20.10.2009 14:14 Uhr -
(500) Days of Summer Bild (2) [Quelle: siehe Bildergalerie]
Das Genre der Romantischen Komödien bot in letzter Zeit nur wenig Neues. Hin und wieder gab es zwar kleine Ausreißer, die positiv aus der Masse herausstachen, aber meistens handelte es sich um vorhersehbare, nette 0815-Filmchen ohne Ecken und Kanten. Der erste abendfüllende Film von Marc Webb gehört allerdings nicht in diese Kategorie. Eigentlich muss man sich sogar die Frage stellen, ob
500 Days of Summer überhaupt eine Romantische Komödie ist.

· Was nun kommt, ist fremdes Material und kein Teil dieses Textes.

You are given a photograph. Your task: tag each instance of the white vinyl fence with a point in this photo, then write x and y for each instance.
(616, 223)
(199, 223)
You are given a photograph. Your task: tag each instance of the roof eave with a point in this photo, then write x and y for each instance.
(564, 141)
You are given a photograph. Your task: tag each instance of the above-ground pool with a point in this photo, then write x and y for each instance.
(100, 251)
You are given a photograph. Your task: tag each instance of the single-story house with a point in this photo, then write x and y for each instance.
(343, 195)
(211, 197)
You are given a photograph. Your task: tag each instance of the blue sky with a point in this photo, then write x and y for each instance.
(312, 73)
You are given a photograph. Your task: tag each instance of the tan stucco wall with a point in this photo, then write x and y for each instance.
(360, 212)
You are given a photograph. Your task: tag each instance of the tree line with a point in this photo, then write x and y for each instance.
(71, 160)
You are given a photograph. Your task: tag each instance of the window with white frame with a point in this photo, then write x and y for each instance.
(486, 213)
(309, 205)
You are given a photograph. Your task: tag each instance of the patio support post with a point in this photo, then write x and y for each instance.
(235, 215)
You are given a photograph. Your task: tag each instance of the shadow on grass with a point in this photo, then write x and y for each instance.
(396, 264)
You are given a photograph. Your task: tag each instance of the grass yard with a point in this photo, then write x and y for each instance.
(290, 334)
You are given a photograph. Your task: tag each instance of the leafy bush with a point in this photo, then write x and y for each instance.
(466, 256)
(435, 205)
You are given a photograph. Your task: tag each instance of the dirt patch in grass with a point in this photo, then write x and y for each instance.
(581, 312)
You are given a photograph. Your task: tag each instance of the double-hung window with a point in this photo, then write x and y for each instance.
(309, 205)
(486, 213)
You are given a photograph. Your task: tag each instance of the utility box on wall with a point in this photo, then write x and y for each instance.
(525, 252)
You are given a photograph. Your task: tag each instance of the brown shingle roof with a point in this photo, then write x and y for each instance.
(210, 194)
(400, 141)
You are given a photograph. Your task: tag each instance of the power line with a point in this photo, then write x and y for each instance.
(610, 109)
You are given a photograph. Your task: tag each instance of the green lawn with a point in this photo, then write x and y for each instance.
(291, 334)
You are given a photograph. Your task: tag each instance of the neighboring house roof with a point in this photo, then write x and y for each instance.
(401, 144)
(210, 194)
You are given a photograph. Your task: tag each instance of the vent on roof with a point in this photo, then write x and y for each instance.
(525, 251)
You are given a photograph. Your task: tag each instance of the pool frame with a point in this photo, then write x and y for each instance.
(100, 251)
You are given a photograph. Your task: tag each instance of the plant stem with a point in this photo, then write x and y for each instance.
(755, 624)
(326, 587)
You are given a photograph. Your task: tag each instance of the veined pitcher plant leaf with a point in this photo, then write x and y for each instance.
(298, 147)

(500) Days of Summer Bild (1) [Quelle: siehe Bildergalerie]
Der Streifen dreht sich um Tom, einen unscheinbaren Durchschnittstypen, der im Grunde nie richtig glücklich ist. Doch dann trifft er die Liebe seines Lebens: Summer, die neue Assistentin seines Chefs. Summer geht mit der Auffassung durchs Leben, dass es die wahre Liebe nicht gibt und sie auch ohne Beziehungsverpflichtungen glücklich sein kann. Trotzdem lernen sich Tom und Summer besser kennen und es scheint mehr als Freundschaft zwischen den beiden zu entstehen. Wochen später ist Tom noch gebrochener und unglücklicher als vor seiner Begegnung mit Summer.
(500) Days of Summer Bild (3) [Quelle: siehe Bildergalerie]
Marc Webb rollt die Geschichte zwischen Tom und Summer in Form von Erinnerungen Toms auf. Daher springt die Handlung in einem Zeitrahmen von 500 Tagen immer wieder vor und zurück. Der erste Kuss, die erste Unzufriedenheit, wunderschöne und bitterböse Momente stehen in direktem Kontrast, sorgen für Komik und Tristesse zur gleichen Zeit. Als Zuschauer wird man immer wieder von überraschenden Wendungen und einfallsreichen Inszenierungselementen überrumpelt.
Allerdings kann der Streifen nicht über seine ganze Laufzeit sein Niveau halten. Im Mittelteil wird die Handlung berechenbarer und droht in Herzschmerz-Routine zu versinken. Erst gegen Ende erreicht
500 Days of Summer wieder ein sensationelles Level und gipfelt in einem Happy End, das im Grunde auch wieder keines ist.